0/1 KNAPSACK USING DYNAMIC PROGRAMMING

AIM

To write a Java program for the implementation of 0/1 knapsack using dynamic programming.

ALGORITHM

Step 1:              Start the program and define the function.

Step 2:              Initialize the weight and profit.

Step 3:              Read the number of objects that are given.

Step 4:              For each objects, print the profit and weight

Step 5:              Initializing is set to false.

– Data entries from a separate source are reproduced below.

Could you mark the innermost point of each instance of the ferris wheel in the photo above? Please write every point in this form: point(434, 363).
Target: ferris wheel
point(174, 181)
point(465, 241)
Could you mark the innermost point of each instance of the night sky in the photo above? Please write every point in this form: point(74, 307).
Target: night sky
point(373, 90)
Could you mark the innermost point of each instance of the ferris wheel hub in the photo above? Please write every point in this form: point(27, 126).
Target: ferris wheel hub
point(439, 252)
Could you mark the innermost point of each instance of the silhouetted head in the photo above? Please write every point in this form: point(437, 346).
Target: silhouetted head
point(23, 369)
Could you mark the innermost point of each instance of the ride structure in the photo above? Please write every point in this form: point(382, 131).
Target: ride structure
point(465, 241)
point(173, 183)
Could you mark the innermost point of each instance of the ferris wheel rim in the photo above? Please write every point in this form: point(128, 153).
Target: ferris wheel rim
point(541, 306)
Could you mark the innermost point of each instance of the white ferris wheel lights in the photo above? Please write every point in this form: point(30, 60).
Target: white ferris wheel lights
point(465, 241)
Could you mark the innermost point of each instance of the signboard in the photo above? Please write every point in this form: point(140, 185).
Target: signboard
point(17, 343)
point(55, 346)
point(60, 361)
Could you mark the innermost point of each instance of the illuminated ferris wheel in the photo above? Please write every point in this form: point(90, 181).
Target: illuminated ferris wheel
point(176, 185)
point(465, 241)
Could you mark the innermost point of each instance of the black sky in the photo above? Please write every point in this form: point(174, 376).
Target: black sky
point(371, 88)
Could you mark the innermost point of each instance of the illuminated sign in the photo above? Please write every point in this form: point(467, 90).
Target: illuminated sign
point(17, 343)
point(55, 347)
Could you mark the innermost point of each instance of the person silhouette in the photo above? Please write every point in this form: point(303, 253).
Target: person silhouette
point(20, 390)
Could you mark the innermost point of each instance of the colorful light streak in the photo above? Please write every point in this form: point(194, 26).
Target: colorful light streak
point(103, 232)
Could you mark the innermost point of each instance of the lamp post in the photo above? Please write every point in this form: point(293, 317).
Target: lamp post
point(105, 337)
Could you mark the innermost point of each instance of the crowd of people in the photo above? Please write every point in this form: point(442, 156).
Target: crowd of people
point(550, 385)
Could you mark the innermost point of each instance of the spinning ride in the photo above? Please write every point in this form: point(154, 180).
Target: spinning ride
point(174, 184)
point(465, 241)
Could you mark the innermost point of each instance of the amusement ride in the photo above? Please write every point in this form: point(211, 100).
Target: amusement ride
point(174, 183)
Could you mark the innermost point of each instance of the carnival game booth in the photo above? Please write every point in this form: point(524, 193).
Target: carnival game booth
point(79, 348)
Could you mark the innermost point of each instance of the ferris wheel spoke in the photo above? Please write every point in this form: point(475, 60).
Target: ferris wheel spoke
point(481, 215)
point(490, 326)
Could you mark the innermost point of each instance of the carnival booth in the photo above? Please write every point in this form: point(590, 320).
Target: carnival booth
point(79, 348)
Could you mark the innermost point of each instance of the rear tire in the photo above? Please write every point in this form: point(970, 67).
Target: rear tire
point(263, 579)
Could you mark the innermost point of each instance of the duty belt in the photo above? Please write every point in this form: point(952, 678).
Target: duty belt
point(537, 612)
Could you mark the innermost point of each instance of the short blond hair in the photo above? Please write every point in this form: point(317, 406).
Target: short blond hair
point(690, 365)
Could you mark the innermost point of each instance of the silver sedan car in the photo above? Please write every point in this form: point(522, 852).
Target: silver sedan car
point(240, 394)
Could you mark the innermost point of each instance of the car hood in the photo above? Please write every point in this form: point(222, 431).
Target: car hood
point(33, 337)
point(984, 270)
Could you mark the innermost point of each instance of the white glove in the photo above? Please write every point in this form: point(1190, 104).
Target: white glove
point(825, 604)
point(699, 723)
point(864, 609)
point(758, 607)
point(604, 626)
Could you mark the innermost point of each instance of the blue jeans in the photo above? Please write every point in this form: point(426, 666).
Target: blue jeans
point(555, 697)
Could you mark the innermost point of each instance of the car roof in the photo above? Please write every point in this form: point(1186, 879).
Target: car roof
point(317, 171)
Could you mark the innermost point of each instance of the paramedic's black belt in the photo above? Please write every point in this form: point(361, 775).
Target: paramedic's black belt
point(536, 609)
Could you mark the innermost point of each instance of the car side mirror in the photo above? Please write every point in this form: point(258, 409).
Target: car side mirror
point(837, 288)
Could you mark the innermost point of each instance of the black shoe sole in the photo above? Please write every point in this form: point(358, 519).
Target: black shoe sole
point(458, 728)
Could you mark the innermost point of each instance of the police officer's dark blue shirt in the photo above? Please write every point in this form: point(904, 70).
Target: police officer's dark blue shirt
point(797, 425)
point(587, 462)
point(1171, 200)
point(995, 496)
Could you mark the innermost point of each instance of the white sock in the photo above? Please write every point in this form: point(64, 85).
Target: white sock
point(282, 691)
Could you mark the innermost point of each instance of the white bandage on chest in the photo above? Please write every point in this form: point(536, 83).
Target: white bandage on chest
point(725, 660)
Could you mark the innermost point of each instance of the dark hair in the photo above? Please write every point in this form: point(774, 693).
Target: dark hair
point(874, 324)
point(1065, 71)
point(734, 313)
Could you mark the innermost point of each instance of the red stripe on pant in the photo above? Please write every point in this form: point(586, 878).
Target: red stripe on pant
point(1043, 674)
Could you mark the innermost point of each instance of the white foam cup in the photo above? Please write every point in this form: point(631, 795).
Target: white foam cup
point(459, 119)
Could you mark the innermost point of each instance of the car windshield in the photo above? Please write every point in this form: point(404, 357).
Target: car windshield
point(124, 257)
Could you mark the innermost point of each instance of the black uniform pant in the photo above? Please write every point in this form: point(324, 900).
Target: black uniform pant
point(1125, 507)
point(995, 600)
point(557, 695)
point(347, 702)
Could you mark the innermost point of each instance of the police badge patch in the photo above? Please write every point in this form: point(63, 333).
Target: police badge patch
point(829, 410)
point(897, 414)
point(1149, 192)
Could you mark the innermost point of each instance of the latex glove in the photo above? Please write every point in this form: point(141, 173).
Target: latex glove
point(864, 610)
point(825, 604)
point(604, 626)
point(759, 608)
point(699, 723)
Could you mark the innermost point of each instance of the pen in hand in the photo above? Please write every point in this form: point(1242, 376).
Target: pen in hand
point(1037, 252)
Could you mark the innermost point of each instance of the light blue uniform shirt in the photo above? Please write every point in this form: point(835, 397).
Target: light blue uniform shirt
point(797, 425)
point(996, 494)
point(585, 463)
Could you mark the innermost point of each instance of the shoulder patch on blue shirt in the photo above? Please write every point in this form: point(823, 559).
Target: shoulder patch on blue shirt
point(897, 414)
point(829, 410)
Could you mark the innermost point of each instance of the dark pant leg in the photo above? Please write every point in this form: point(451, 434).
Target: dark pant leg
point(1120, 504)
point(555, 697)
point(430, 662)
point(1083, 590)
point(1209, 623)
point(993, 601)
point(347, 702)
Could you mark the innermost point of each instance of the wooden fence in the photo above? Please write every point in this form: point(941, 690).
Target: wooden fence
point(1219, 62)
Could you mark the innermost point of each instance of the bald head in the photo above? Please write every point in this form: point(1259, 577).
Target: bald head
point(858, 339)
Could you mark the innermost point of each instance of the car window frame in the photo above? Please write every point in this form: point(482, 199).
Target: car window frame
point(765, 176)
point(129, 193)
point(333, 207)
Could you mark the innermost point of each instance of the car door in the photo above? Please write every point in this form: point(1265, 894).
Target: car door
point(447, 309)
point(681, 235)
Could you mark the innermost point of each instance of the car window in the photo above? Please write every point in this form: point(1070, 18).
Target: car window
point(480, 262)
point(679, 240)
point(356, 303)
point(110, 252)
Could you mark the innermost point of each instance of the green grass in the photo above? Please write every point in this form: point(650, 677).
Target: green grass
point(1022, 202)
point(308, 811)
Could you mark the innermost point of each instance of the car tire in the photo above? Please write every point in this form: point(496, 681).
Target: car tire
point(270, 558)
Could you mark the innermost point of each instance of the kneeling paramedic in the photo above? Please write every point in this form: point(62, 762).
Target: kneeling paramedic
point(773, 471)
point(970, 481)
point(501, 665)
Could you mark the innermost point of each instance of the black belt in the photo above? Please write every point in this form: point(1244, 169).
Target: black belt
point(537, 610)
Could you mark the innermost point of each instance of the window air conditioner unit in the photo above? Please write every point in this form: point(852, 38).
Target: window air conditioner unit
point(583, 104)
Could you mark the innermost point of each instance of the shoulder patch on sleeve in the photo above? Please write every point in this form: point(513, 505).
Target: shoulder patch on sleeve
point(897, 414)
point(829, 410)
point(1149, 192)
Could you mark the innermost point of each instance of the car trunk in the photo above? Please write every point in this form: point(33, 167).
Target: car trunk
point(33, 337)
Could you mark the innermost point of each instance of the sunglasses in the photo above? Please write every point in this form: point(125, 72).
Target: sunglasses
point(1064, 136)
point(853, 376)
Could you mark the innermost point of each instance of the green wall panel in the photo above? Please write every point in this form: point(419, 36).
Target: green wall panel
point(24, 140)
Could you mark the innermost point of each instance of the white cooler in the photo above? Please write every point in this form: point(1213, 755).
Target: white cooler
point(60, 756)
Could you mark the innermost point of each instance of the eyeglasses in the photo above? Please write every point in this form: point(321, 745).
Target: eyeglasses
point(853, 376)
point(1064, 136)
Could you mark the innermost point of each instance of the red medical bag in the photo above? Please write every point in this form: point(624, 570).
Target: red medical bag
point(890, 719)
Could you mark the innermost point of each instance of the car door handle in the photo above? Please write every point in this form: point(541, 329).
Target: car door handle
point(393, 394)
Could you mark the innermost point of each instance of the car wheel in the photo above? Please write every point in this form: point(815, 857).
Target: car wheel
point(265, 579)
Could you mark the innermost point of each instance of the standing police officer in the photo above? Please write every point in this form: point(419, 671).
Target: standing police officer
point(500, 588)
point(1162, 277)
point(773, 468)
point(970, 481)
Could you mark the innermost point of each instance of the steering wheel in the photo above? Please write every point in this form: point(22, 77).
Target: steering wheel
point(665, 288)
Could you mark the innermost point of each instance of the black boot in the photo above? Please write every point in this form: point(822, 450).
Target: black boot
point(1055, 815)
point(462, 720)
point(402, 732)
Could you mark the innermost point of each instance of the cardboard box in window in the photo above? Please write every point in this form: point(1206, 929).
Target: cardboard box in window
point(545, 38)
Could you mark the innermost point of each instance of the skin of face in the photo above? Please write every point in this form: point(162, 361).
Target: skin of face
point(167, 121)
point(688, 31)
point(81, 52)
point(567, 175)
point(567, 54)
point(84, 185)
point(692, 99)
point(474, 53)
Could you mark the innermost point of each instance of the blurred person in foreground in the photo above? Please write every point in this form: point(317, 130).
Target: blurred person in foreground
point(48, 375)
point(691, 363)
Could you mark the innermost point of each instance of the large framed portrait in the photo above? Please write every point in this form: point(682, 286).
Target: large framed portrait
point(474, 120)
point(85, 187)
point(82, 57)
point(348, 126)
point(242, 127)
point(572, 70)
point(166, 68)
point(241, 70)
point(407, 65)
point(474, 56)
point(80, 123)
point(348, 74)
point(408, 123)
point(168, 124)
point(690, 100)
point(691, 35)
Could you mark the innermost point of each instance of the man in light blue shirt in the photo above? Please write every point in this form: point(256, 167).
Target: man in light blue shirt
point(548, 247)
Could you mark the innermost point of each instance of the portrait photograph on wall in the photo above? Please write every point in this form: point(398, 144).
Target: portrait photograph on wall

Step 6:              Display and print the item weight and profit

Step 7:              Display the total cost

Step 8:              End of the program.

PROGRAM

0/1 KNAPSACK USING DYNAMIC PROGRAMMING

import java.io.*;

class objects

{

   int weight;

   int profit;

}

public class knapsack

{

    static int N,W;

    static objects st[];

    public static void main(String args[])throws IOException

    {

        DataInputStream in=new DataInputStream(System.in);

        System.out.println("Enter the number of objects:");

        N=Integer.parseInt(in.readLine());

        System.out.println("Enter the maximum weight sack can take:");

        W=Integer.parseInt(in.readLine());

        st=new objects[N+1];

        st[0]=new objects();st[0].weight=st[0].profit=0;

        for(int i=1;i<=N;i++)

        {

                st[i]=new objects();

                System.out.println("\nFor object "+i);

                System.out.print("Enter profit: ");

                st[i].profit=Integer.parseInt(in.readLine());

                System.out.print("Enter Weight: ");

                st[i].weight=Integer.parseInt(in.readLine());

        }

        int [][] opt=new int[N+1][W+1];

        boolean [][] sol= new boolean[N+1][W+1];

        for(int n=1;n<=N;n++)

        for(int w=1;w<=W;w++)

        {

            int option1=opt[n-1][w];

            int option2=-1;

            if(st[n].weight<=w)

               option2=st[n].profit+opt[n-1][w-st[n].weight];

            opt[n][w]=Math.max(option1, option2);

            sol[n][w]=(option2 > option1);

          }

        boolean take[]=new boolean[N+1];

        int prof=0;

        for(int n=N,w=W;n>0;n--)

           if(sol[n][w])

           {

             take[n]=true;

             w=w-st[n].weight;

             prof+=st[n].profit;

           }

           else

             take[n]=false;

        System.out.println("\nThe optimal solution is:");

        System.out.println("Item \t weight \t profit");

        for(int n=1;n<=N;n++)

          if(take[n])

            System.out.println(n+" \t "+st[n].weight+" \t\t "+st[n].profit);

        System.out.println("\n Total profit:"+prof);

   }

}

OUTPUT:

------

Enter the number of objects:

3

Enter the maximum weight sack can take:

10

For object 1

Enter profit: 20

Enter Weight: 6

For object 2

Enter profit: 10

Enter Weight: 2

For object 3

Enter profit: 19

Enter Weight: 3

The optimal solution is:

Item     weight          profit

1        6               20

3        3               19

 Total profit:39

  

RESULT

Thus the program for 0/1 knapsack using Java has been implemented.